Dans certains contextes parfois difficiles, la question de l’abandon vient souvent télescoper celle de l’adoption. Il n’est pas rare de constater chez les enfants adoptés des troubles psychoaffectifs en relation avec le fait d’avoir été abandonné par leurs parents biologiques. Les parents adoptifs doivent gérer les blessures affectives de l’enfant liées à son expérience d’abandon. Les difficultés que vit l’enfant sont presque toujours les mêmes mais il peut les subir de façon plus ou moins intense. L’enfant éprouve l’angoisse de rétablir une relation d’attachement affectif, de peur d’être de nouveau « trahi » et abandonné. L’angoisse réveille un sentiment de culpabilité ou la perte de l’estime de soi : « j’ai été rejeté parce que je ne valais rien ». Enfin, apparaissent des sentiments d’agressivité que l’enfant retourne contre lui-même ou contre les autres, en fonction de son tempérament et de son âge. Le processus d’attachement aux parents adoptifs dépend autant de la capacité de l’enfant à « s’ouvrir » à ses nouveaux parents que de la « force affective » des parents adoptifs. Ces difficultés sont différentes selon les individus qui traversent parfois des périodes de réaménagements psychiques surtout au moment de l’adolescence. Les questions identitaires émergent et peuvent occasionner d’éventuels problèmes personnels d’intensité variable. L’enfant qui naît sous anonymat est parfois un enfant sans droit absolu qui rêve aussi de parents idéaux. Il est comme la fleur sans racines qui ne parvient pas à éclore.
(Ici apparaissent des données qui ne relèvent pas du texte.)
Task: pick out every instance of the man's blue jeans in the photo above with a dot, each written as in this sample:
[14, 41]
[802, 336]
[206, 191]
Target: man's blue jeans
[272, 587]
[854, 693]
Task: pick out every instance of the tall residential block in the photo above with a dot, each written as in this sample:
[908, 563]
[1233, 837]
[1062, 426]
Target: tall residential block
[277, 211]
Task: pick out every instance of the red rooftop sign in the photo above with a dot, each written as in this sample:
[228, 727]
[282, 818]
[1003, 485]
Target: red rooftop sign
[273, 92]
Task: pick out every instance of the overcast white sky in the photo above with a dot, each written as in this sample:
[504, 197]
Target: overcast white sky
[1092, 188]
Un questionnement identitaire légitime

Les enfants adoptés sont-ils plus susceptibles de développer un trouble de l’identité ou de la personnalité? Ceux qui entreprennent des recherches sur leur origine risquent-ils de perturber leur existence et de subir plus de problèmes psychoaffectifs que ceux qui ne s’y intéressent pas? Existe-t-il des liens entre trouble de l’identité ou de la personnalité et adoption? Peu d'études sont consacrées à ce sujet mais quelques unes semblent démontrer que certains troubles spécifiques apparaissent après coup dans certaines situations où l’abandon serait à l’origine d’un stress post traumatique. L'écoute de la souffrance de certains enfants adoptés devenus adolescents ou adultes apportent de nombreux témoignages et contribuent à mieux comprendre ces problèmes.
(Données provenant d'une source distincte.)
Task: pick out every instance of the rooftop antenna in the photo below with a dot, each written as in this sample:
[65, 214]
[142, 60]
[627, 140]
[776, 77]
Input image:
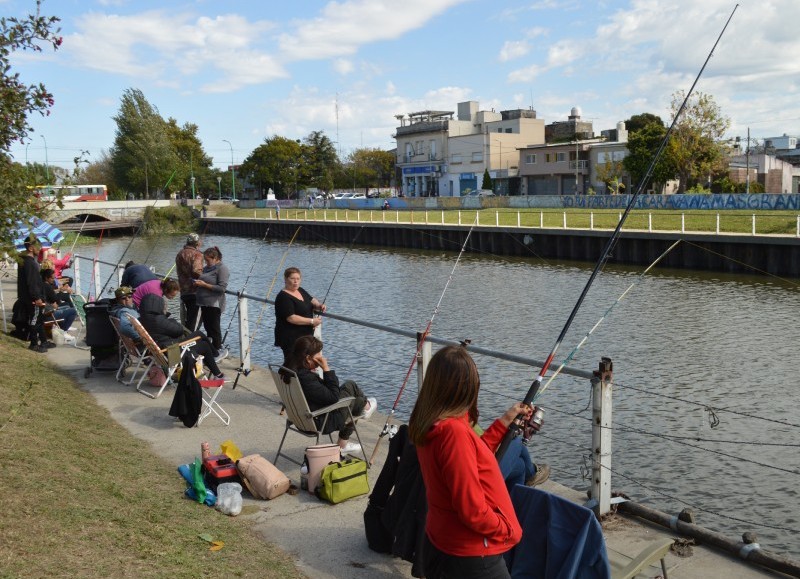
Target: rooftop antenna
[338, 143]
« Qui m’a mis au monde et pourquoi ai-je été abandonné par cette personne? » est probablement la question universelle que se posent de nombreux enfants adoptés. La recherche d’une réponse ressemble parfois à un parcours initiatique prévalant à une sorte de renaissance ou de réconciliation avec soi-même. Au-delà des réponses qui blessent parfois, la personne adoptée essaye de mieux se connaître, de retrouver la confiance en soi et de continuer à se construire.

« Pour quelle raison suis-je venu au monde? » revient parfois comme une idée fixe et confronte l’enfant adopté à la question de l’amour et du désir à l’origine de sa naissance. A l’adolescence, l’enfant adopté traverse une crise existentielle qui remet en question de nombreux aspects de son histoire. Il imagine son parent naturel jusqu’au fantasme. Il pense que son géniteur fait partie de lui, que son sang coule dans ses veines ou qu’il lui appartient.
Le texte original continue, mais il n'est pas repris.